We set out at noon. Let me tell you here that my theories about the movement of traffic out of Dublin being exhausted fell short of perfection. I can only suppose that the people who had blocked the Naas dual carriageway the evening before had all gone back home at midnight and started out south again, this time down the coast road.

No fighter-bombers

There are no doubt words to describe what followed, but if they are in English I have not heard them; and if there was consolation to be got, it was that we were not being strafed by fighter-bombers, nor picked off by snipers as we edged southwards moving with the speed of continental plates. The kerb was lined with the corpses of drivers from the night before who had in despair done the manly, Roman thing and fallen on their car-jacks. Fathers, driven insane by their children, were performing summary roadside executions, and there was hardly a tree on the route into Ashford which was not neatly decorated with the noosed cadavers of swinging infants.

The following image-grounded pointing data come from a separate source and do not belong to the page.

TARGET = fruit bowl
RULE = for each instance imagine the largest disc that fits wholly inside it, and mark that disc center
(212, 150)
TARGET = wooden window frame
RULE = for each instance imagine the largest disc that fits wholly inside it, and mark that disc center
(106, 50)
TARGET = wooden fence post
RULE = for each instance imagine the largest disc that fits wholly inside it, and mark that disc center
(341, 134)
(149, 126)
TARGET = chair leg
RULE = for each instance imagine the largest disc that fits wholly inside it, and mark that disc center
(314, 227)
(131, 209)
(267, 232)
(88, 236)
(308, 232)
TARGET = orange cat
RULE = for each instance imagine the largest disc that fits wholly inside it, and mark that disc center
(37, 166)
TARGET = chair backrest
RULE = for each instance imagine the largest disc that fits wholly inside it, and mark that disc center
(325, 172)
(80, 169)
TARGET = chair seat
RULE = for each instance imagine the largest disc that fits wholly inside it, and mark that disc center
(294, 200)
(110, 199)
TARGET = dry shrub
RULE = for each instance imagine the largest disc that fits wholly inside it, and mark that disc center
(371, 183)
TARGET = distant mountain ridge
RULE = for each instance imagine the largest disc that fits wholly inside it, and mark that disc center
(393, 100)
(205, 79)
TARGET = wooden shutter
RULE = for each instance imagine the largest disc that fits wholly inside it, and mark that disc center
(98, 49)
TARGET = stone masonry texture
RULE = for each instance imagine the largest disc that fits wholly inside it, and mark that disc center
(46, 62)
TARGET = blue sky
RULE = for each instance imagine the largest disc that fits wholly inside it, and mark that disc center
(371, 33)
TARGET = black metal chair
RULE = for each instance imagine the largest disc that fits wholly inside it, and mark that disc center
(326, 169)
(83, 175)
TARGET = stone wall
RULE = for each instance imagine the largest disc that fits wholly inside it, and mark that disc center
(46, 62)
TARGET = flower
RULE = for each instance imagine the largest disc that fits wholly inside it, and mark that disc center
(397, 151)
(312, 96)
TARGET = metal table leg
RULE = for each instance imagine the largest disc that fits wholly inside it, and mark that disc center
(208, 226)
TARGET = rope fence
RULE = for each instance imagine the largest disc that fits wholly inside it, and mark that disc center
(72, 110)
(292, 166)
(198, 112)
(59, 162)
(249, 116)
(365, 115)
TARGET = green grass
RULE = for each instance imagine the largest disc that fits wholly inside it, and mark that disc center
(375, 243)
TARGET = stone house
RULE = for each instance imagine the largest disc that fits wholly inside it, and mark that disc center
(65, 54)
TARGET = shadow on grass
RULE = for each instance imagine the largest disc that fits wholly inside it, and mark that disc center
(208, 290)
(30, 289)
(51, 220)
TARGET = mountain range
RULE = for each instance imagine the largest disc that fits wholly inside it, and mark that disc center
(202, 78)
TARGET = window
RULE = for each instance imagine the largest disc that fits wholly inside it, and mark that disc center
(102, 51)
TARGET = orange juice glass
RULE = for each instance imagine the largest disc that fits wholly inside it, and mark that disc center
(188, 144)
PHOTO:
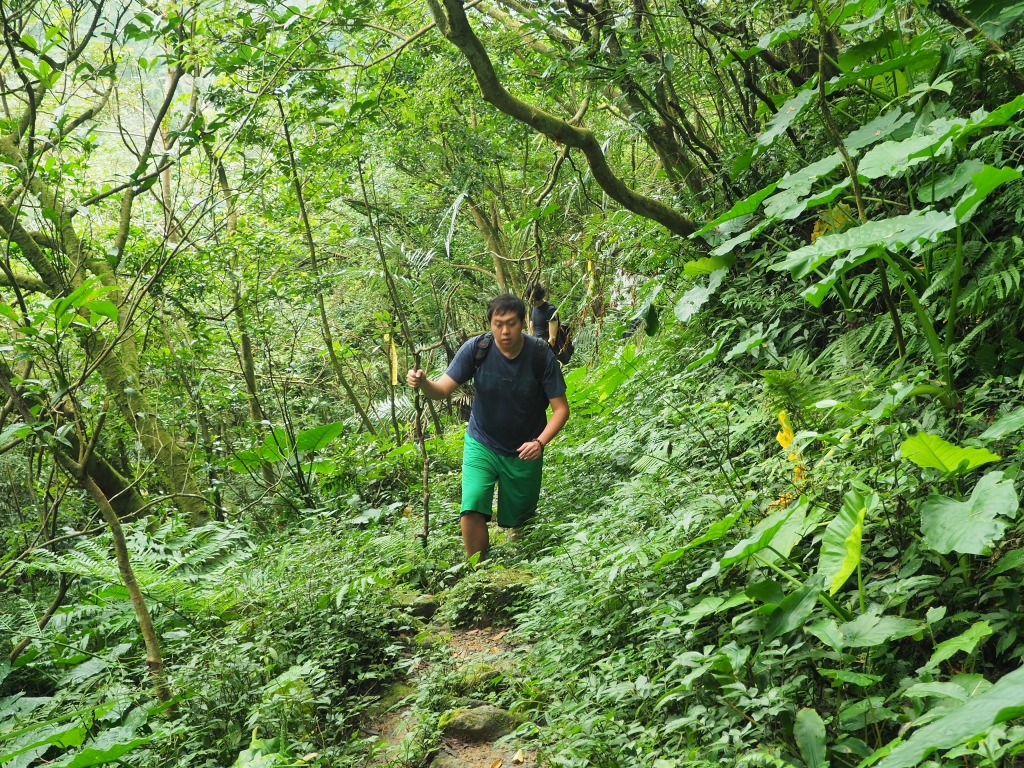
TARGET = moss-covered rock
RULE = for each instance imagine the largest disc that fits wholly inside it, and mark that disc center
(479, 724)
(392, 695)
(421, 606)
(474, 677)
(487, 598)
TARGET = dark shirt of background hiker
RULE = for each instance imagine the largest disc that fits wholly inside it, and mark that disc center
(543, 314)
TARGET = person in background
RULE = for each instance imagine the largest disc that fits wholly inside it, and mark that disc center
(543, 315)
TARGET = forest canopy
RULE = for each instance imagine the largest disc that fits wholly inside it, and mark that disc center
(781, 527)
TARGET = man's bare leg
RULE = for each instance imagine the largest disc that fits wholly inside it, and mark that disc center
(474, 534)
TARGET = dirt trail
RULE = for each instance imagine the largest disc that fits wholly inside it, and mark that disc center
(466, 647)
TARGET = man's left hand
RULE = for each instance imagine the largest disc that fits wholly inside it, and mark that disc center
(530, 451)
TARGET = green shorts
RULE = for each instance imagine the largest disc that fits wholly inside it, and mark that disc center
(518, 483)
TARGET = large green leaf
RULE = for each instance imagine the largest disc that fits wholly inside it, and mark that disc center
(318, 437)
(981, 120)
(716, 531)
(878, 129)
(931, 451)
(894, 233)
(708, 265)
(276, 446)
(855, 54)
(995, 17)
(985, 181)
(841, 543)
(809, 730)
(966, 642)
(894, 158)
(792, 612)
(971, 526)
(785, 116)
(109, 747)
(1000, 702)
(760, 539)
(944, 186)
(691, 301)
(804, 178)
(742, 208)
(870, 629)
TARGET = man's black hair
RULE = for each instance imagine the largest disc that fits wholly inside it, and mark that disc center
(506, 303)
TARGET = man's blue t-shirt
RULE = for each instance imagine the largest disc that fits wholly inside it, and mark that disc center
(511, 406)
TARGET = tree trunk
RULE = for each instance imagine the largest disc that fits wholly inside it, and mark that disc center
(154, 659)
(325, 326)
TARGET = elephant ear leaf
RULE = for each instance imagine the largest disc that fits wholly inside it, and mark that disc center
(792, 612)
(318, 437)
(931, 451)
(971, 526)
(809, 730)
(998, 704)
(841, 543)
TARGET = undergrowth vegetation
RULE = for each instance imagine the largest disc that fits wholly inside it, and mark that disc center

At Ashford I should have abandoned the quest and gone instead to Hunter's to throw myself on the mercy - and the incomparable sandwiches and raspberry sponge - of Maureen Gilletlie, the great, the good, and then turned round and gone home. But of course, was Hunter's still standing? Might not rampaging mobs of motorists have set fire to the place and be doing nude war-dances around it at this very second? Was anything safe this August Bank Holiday weekend? Probably not. So onwards, south.Ish.

The Arklow garda

Arklow and its spires were a full hour-and-a-half in view before I actually reached the famous Arklow garda, a strenuous fellow of purple complexion who looked as if he was simultaneously conducting the 1812 Overture, Aida and Beethhoven's Ninth, with the aid of the Mormon Tabernacle Choir, the London Philharmonic, the Spice Girls and a battalion of panzer-grenadiers from Rommel's Afrika Korps. It seemed unlikely that he would welcome a word of encouragement, so we inched past him, rigidly avoiding eye contact.

Five hours - five hours - after leaving Dublin we reached Waterford, a city determined to wrest The Bad Traffic Management Award from Dublin. By Jove, you know, I think they've pipped it.

That lane for turning right only into the railway station, thereby neatly halving the traffic flow over the Suir, is a masterpiece of imbecility. Those who compose the traffic jams for Dublin must ache with envy that such a monstrous stupidity could be encompassed by so little effort, and so little cost. Well done, Waterford; and then onwards south, reaching our destination outside Tramore SIX HOURS, SIX ----ing HOURS after starting.

At least, thank God, we had the promise of perfect weather.